Ten aanzien van de opzegging geeft de consument aan dat zij wegens persoonlijke omstandigheden niet
aan de studie is begonnen. Dit heeft zij echter pas in de brief van 17 januari 2023 aan de ondernemer
kenbaar gemaakt. Daarnaast was zij goed op de hoogte van de looptijd en de kosten van de opleiding. Dat
blijkt uit het citaat in haar opzeggingsbrief:
“Helaas verloopt de studieperiode van twee jaar in maart 2023. Ik ben niet in de gelegenheid om aan deze
studie te beginnen en deze zou ik graag willen beëindigen. Ik snap dat de volledige kosten van de studie
waarschijnlijk niet vergoed kunnen worden maar enige vorm van terugbetaling zou ik erg op prijs stellen
gezien het een aanzienlijk bedrag betreft.”

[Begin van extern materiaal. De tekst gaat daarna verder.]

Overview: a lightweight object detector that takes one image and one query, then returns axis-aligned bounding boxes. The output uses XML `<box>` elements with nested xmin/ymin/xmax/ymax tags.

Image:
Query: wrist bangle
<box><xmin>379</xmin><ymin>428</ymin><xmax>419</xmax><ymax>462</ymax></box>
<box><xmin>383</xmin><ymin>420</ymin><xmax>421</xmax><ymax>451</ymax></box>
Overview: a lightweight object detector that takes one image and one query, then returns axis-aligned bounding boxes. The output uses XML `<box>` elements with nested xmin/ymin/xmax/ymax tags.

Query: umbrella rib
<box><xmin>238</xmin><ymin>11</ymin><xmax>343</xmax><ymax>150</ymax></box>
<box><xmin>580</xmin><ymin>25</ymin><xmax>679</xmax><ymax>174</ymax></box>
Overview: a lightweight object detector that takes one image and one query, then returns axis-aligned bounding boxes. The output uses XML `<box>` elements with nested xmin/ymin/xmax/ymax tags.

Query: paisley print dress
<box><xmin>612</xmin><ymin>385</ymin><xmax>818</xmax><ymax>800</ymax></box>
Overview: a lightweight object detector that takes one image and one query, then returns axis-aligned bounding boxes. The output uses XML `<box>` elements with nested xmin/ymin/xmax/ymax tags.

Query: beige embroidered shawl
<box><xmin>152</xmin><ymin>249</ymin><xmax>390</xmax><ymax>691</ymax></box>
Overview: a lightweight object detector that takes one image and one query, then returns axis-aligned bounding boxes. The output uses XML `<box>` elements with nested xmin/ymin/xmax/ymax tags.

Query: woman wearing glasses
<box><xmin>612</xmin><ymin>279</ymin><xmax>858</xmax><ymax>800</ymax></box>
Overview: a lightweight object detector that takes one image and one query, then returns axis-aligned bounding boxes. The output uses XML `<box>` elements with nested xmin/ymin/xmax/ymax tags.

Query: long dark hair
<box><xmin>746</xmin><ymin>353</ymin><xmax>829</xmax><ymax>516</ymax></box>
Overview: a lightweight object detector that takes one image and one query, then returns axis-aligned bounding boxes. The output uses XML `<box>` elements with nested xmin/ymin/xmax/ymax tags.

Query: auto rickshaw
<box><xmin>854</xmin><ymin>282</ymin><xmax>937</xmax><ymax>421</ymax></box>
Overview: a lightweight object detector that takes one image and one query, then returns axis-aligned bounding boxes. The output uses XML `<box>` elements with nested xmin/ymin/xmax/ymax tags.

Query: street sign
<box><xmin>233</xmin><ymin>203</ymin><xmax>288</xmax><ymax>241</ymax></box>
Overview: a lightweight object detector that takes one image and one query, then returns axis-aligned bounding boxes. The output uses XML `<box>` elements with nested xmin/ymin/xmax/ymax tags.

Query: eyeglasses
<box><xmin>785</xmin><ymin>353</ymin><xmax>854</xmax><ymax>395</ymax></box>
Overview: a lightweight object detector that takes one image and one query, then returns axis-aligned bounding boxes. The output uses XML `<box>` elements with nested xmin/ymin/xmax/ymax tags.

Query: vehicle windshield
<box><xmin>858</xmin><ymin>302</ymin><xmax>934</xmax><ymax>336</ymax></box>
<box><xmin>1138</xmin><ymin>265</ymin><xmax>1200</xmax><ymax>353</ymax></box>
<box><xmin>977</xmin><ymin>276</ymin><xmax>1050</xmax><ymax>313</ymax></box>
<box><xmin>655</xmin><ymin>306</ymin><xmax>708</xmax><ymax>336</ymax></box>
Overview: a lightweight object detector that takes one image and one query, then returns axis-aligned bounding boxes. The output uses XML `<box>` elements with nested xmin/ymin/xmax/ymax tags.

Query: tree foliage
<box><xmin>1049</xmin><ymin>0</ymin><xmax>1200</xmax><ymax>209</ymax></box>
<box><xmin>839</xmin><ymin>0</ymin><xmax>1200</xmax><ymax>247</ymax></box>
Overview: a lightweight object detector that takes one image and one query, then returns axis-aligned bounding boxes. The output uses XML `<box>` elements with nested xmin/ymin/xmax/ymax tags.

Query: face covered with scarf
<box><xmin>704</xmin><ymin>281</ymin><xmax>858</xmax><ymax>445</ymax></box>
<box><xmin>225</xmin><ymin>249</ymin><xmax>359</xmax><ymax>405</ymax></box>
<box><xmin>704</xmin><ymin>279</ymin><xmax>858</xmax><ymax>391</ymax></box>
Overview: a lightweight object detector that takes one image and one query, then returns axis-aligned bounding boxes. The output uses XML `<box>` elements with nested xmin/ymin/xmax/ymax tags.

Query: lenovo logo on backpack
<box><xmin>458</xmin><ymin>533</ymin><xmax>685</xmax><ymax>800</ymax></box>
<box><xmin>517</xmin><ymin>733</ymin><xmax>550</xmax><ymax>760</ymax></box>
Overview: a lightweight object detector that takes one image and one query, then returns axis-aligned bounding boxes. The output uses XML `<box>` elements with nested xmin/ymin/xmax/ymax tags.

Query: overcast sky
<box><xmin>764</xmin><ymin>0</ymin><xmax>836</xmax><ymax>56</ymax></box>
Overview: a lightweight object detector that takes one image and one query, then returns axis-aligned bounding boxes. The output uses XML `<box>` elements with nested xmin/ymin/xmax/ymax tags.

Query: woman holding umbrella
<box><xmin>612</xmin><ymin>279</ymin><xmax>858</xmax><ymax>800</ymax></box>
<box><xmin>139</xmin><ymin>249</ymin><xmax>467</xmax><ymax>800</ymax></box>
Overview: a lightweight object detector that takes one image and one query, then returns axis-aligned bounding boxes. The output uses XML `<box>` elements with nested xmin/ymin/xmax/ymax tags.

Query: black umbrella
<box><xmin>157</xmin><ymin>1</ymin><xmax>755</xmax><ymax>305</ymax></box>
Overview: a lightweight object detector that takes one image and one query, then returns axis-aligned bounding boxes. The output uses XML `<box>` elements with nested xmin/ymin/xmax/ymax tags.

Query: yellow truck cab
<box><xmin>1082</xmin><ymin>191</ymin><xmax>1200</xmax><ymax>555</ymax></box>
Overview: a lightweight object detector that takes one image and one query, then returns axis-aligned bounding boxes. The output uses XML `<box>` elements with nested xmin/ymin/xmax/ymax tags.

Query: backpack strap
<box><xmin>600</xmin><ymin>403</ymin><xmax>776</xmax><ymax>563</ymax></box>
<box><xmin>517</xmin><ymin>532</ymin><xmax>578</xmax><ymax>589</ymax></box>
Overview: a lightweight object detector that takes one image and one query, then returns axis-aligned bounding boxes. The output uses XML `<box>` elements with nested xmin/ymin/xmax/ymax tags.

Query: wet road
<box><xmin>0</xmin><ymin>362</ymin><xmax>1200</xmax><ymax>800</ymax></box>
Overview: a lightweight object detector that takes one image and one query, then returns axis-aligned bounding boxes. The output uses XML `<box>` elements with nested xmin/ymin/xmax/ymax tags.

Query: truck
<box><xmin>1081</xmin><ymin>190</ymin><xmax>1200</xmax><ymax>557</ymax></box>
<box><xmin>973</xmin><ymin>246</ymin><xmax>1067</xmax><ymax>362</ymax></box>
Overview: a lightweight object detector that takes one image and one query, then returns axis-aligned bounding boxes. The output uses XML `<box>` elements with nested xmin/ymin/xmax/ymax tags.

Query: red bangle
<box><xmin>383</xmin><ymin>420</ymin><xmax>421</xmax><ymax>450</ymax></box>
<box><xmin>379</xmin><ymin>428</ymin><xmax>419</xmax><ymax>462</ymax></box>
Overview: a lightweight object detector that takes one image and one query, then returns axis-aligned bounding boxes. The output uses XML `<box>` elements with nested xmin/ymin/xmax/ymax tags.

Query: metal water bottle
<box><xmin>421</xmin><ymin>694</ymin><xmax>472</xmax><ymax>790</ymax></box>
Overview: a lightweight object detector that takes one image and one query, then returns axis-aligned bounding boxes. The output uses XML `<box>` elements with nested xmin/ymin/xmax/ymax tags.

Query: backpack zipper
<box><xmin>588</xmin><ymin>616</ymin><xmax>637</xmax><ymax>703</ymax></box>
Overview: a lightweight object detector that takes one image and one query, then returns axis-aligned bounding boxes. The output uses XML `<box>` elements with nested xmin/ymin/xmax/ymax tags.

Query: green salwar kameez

Kortom, zij was ervan op de hoogte dat zij een maand voor het verstrijken van looptijd van de opleiding, de
overeenkomst tussentijds zou opzeggen en er een redelijke vergoeding verschuldigd zou zijn. De
ondernemer acht voldoende te hebben uitgelegd welke kosten de consument verschuldigd is en is op basis
van het bovenstaande van mening dat de klacht ongegrond dient te worden verklaard.
Beoordeling van het geschil
De commissie heeft het volgende overwogen.
De ondernemer heeft in ieder geval recht op vergoeding van de werkzaamheden die zij vóór de opzegging
van de consument heeft verricht. Immers, pas door haar opzegging maakte de consument pas formeel een
einde aan de door haar gevolgde opleiding en moest ook voor de ondernemer duidelijk zijn dat de
consument die opleiding niet zou vervolgen.
Bij de bepaling van die vergoeding neemt de commissie als uitgangspunt de tijd die is verstreken tussen
het moment waarop de cursus aanving, te weten 1 maart 2021, en het moment waarop door de consument
is opgezegd, te weten 17 januari 2023, zijnde ongeveer anderhalve maand voor afloop van de studietermijn
van twee jaren.
Dat de consument door omstandigheden geen gebruik heeft gemaakt van de door haar geboden
studiemogelijkheden komt in beginsel voor haar rekening en risico. Daarbij kan mede van belang zijn dat
ook de ondernemer een inspanningsverbintenis heeft die naast het faciliteren van de
onderwijsmogelijkheden ook studiebegeleiding betreft en het volgen van de student in de studievoortgang
en participatiebegeleiding. Echter, daarbij wordt ook van de consument initiatief verlangt om zulks in gang
te brengen indien nodig. Het enkele stilzitten en niet participeren aan het onderwijs is daartoe onvoldoende
redengevend om de ondernemer wat dit betreft een verwijt te maken. Dat de ondernemer wat dit betreft
tekort zou zijn geschoten dan wel daarover een verwijt kan worden gemaakt is niet gebleken.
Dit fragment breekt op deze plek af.